Romanticism laced with fairies delight is referred in Christabel also. The last sonnet of the poem apprises the mythical fairy saying, "A fairy thing with red round cheeks, that always finds, and never seeks." The romantic illusion of woman glittered and flushed, light as air, is the image the reader assumes when reading the verses of both Keats and Coleridge.
However, while the recurring theme of tortured romance is the same in Christabel and La Belle Dame sans Merci, the endings vary greatly. Neither end happily, but Christabel and Geraldine are able to surpass familial torment and find a way to love forever. Not so for the betrothed character of La Belle Dame sans Merci, who is bequeathed only one night with his dame fairy, only to be left alone and heartbroken.
Keats' verse "And this is why I sojourn here, alone and palely loitering," gives insight to the loneliness of this man and he is left to wonder if he could have dreamed or imagined his romantic experience with the beautiful woman in the night. Keats resolves his romantic conflict with the man losing the woman goddess. The reader can infer that many have been left in the wake of the woman he loves, with "horrid warning gaped wide." He wasn't any different from the warriors the beautiful woman left behind.
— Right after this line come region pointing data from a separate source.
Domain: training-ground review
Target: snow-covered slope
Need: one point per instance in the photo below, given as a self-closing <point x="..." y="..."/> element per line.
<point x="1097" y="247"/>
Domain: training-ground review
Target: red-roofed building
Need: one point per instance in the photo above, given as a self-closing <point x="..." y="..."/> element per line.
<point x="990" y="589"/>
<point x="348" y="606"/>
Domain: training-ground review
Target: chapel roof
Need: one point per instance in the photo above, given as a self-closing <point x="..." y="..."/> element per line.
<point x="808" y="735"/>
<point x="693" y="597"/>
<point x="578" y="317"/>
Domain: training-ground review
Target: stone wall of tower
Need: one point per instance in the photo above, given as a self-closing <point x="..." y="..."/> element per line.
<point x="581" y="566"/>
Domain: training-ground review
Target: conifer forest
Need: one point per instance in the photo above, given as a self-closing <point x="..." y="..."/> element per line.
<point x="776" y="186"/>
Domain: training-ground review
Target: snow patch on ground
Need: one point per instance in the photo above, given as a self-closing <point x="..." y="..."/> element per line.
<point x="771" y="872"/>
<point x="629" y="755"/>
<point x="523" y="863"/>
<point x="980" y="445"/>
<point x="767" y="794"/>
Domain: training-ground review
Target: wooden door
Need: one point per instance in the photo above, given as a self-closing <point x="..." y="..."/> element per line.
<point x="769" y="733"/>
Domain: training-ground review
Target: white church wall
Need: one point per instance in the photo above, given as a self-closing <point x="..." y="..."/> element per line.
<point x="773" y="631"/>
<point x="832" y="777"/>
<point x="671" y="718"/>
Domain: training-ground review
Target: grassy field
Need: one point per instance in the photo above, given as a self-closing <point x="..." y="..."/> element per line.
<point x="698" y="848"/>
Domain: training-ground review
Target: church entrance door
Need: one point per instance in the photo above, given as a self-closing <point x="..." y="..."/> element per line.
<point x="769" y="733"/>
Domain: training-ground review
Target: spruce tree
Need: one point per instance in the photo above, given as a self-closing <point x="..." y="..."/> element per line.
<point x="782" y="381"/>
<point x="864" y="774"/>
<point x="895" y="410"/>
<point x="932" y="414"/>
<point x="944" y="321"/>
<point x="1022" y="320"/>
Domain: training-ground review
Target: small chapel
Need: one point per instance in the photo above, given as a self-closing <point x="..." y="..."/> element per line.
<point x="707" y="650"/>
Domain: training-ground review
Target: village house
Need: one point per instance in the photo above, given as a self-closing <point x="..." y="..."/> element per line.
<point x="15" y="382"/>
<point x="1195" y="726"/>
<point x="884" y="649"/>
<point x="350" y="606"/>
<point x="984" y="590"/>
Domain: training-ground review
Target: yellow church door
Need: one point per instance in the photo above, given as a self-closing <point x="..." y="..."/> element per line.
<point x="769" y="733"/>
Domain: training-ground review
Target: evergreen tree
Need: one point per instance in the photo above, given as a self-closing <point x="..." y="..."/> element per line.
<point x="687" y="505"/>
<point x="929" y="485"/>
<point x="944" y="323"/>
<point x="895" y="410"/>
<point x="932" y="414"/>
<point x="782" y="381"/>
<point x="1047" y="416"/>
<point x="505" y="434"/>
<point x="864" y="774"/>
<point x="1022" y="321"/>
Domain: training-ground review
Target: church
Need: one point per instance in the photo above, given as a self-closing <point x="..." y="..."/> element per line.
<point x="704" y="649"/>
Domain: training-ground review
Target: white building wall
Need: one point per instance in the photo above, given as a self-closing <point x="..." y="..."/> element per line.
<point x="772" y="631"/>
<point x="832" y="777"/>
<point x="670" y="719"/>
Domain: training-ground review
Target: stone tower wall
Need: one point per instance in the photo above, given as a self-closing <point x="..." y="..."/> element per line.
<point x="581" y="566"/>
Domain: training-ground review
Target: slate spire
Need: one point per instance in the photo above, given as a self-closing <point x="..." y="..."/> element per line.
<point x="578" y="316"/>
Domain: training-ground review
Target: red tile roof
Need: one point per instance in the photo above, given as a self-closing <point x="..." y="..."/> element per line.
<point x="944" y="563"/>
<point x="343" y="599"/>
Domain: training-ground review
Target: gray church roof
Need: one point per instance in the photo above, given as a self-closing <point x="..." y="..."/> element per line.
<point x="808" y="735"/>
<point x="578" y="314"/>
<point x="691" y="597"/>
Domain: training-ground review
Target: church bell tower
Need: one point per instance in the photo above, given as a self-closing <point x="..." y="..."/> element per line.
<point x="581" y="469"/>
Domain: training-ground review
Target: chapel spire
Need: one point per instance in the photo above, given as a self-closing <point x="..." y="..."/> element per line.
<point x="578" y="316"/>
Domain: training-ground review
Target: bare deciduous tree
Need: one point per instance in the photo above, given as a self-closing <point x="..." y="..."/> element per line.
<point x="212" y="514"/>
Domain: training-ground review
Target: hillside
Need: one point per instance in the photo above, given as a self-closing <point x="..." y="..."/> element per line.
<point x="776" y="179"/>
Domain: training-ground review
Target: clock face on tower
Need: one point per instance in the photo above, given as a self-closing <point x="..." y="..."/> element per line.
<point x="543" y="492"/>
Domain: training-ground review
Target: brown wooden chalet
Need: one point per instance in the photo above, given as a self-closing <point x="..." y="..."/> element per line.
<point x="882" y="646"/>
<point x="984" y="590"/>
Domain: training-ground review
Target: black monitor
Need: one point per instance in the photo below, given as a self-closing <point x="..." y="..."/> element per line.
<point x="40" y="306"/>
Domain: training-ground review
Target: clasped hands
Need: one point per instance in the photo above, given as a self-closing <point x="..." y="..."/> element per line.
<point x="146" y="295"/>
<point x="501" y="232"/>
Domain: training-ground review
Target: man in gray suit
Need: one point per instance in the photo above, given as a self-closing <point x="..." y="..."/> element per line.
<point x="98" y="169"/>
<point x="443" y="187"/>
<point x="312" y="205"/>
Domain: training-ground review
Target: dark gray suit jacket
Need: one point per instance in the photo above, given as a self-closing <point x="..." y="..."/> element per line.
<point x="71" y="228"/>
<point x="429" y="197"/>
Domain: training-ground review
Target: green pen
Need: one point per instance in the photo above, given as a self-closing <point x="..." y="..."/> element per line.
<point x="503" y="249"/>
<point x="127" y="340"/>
Coleridge, however, demonstrates a very real love theme in Christabel: the familial struggle. Christabel's father is terribly disappointed in her for falling in love with Geraldine and dishonoring Sir Leoline. "His heart was cleft with pain and rage," allows the reader feel the suffering that this father feels after such a betrayal. "Dishonored by his only child," speaks volumes as to the emotion of anger and hate that is inflicted upon Christabel after she is caught in the torrid affair. The price of love is dear for her and Geraldine.